If the words, “Adobe Flash,” don’t give you the heebie-jeebies, they should. The once-beloved media-player software is now synonymous with malware.
Flash has been hugely instrumental in bringing video to the internet. Unfortunately, at nearly a quarter-century old, it was developed at a time when “hacking” meant hitting a piece of wood with an ax, not a criminal remotely accessing your computer.
Flash has such a long, recent history of vulnerabilities and security patches that Adobe is phasing it out by 2020. Until then, hackers are going to exploit it.
Be careful, though. Hackers are exploiting you, too. If “Adobe Flash” gets your attention, hackers are trying to take advantage of you with a new malware called Invisible Man (or Andr/Banker-GUA).

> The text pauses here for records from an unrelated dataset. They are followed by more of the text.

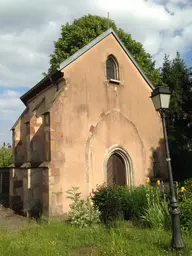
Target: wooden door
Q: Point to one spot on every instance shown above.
(116, 170)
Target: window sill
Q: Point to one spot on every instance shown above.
(114, 81)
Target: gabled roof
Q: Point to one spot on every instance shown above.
(87, 47)
(45, 82)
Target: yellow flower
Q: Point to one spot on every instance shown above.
(148, 180)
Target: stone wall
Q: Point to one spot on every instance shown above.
(29, 190)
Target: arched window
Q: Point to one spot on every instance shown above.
(112, 68)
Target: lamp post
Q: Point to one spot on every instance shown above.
(161, 98)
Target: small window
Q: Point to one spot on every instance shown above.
(112, 68)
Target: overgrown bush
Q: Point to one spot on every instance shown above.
(156, 214)
(117, 202)
(82, 213)
(186, 215)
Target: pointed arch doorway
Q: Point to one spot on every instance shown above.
(118, 168)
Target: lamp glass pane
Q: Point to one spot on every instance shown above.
(164, 99)
(156, 101)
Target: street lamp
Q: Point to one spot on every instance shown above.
(161, 98)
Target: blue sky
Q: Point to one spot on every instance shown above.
(28, 29)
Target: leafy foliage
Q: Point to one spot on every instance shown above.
(156, 214)
(83, 30)
(186, 215)
(179, 119)
(117, 202)
(5, 156)
(82, 213)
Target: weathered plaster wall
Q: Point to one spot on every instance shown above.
(29, 132)
(91, 116)
(29, 189)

It’s likely from Russia and is related to another malware know as Svpeng. It’s a clever hack that’s designed to trick you into giving hackers remote access to your Android smartphone and, ultimately, your bank account.
Bonus: Keep reading for two simple tips to protect your money!
Invisible Man: What You Must Know
Have you heard of keylogging? That’s when hackers trick you into giving them your private information, like usernames and passwords, by spying on the words you’re typing into your smartphone or computer.
In the case of the Invisible Man malware, which is affecting Android smartphones, they place a fake app over a real app, such as your bank account. The fake app will ask you to input information. Underneath that app is your banking app and, in reality, they’re tricking you into typing in your username and password.
This hack starts with the hackers checking your language settings. It will proceed as long as your smartphone isn’t set to Russian.
It then asks for permission to access your accessibility settings. These are found under Apps >> Settings >> Accessibility. They are designed to make it easier to use a smartphone if you have issues with vision, hearing or dexterity.
It exploits those accessibility settings to remotely install itself as your smartphone’s default messaging software. It then disguises itself as a legitimate app that is really accessing your bank account information. From there, the hackers drain your bank account.
Here’s what you must do: First, uninstall Flash from your smartphone. Second, make sure you are running a strong and reputable anti-malware software on your Android smartphone. There are several FREE anti-malware programs specifically for Android.